A novel ransomware strain dubbed ‘Cactus’ has been found to be exploiting vulnerabilities in Fortinet VPN devices to gain initial access to corporate or other large-scale networks.
What is Cactus Ransomware?
Cactus, according to researchers, gains initial access to the victim network by exploiting known vulnerabilities in Fortinet VPN appliances. Using the vulnerabilities, the threat actor gained access to the networks of major commercial organizations.
According to researchers, once initial access is gained by exploiting vulnerabilities in Fortinet’s VPN devices, the hacker uses a batch script to fetch the encryptor’s binary executable using 7-Zip. Then, the original ZIP archive is removed and the binary file runs with a specific flag allowing it to execute as intended.
To establish persistence and store data in the C:\ProgramData\ntuser.dat file, attackers use the -s (setup) and -r (read configuration) command line arguments. The encryptor later accesses the file using the -r command line argument.

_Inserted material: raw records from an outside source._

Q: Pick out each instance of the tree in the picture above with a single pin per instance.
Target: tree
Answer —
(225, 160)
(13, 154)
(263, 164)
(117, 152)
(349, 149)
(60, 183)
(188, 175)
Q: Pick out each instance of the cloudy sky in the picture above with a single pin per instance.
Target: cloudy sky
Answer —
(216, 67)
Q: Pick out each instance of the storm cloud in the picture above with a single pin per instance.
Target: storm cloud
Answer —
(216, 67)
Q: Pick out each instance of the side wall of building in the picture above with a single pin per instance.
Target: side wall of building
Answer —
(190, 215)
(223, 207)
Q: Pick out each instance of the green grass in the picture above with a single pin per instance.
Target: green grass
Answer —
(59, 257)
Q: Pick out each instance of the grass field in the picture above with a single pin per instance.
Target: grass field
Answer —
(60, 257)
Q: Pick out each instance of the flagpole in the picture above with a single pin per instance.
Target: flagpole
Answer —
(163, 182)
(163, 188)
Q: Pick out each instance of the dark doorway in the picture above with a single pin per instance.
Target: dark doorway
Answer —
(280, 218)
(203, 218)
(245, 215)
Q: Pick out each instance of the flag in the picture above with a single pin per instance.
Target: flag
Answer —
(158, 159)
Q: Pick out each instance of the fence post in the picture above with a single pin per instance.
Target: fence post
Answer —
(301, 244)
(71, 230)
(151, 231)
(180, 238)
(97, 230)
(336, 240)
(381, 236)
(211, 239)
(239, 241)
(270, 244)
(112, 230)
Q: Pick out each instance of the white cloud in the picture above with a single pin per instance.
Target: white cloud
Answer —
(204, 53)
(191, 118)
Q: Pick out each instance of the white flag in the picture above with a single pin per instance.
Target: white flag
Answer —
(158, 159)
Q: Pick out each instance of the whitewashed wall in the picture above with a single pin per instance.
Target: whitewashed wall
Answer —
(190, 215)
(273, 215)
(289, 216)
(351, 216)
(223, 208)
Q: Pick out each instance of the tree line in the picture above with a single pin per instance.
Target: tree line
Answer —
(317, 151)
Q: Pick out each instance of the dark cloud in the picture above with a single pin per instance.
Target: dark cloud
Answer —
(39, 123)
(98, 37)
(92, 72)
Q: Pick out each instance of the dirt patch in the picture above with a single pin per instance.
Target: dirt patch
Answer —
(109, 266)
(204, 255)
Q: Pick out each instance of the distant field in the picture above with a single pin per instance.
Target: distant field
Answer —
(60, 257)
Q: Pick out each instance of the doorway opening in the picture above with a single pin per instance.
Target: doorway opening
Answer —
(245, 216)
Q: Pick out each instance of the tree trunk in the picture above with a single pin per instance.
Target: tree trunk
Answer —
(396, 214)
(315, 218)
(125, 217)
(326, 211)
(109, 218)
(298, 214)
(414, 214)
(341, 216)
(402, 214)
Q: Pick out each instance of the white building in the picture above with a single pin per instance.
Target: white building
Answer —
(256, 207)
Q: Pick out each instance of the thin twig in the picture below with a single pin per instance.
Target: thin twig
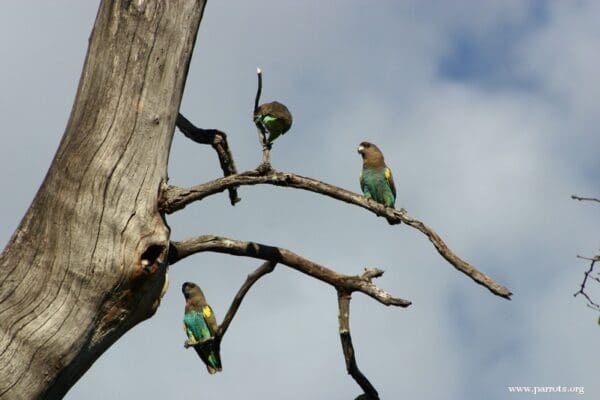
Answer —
(175, 198)
(218, 140)
(265, 164)
(265, 268)
(582, 287)
(348, 348)
(180, 250)
(574, 197)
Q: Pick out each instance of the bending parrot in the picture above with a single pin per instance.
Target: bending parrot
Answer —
(376, 179)
(199, 323)
(275, 117)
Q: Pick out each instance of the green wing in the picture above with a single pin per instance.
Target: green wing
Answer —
(209, 317)
(390, 180)
(196, 327)
(363, 185)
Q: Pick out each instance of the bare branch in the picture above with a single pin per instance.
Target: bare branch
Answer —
(265, 164)
(587, 276)
(218, 140)
(180, 250)
(574, 197)
(265, 268)
(175, 198)
(348, 348)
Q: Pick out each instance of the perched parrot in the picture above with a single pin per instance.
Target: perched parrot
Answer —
(199, 323)
(376, 179)
(275, 117)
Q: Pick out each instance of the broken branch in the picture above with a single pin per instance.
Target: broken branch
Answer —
(218, 140)
(180, 250)
(175, 198)
(348, 348)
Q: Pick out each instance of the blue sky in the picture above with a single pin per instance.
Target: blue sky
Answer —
(485, 111)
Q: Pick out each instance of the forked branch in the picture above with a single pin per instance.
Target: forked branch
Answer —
(586, 276)
(343, 284)
(574, 197)
(218, 140)
(175, 198)
(265, 268)
(348, 348)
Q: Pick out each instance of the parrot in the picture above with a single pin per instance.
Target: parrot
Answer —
(376, 179)
(275, 118)
(199, 323)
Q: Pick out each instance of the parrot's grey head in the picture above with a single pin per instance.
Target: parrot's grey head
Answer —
(187, 288)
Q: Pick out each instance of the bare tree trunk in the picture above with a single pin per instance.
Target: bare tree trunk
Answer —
(88, 260)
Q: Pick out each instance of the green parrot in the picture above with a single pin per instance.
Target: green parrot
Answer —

. When the binary is run with the right AES key alongside the -i flag, the ransomware unlocks its configuration information and starts searching for files to start a multi-thread encryption process.
Cactus also makes use of several legitimate programs to breach networks and target machines. The ransomware uses SoftPerfect Network Scanner (netscan) to look for targets on the networks combined with PowerShell commands for more in-depth recon.
If the victim fails to agree, the ransom note threatens to sell personal information, trade secrets, databases, and source codes to multiple threat actors.
Its recommended to update the latest software and patches to avoid from ransomware attack.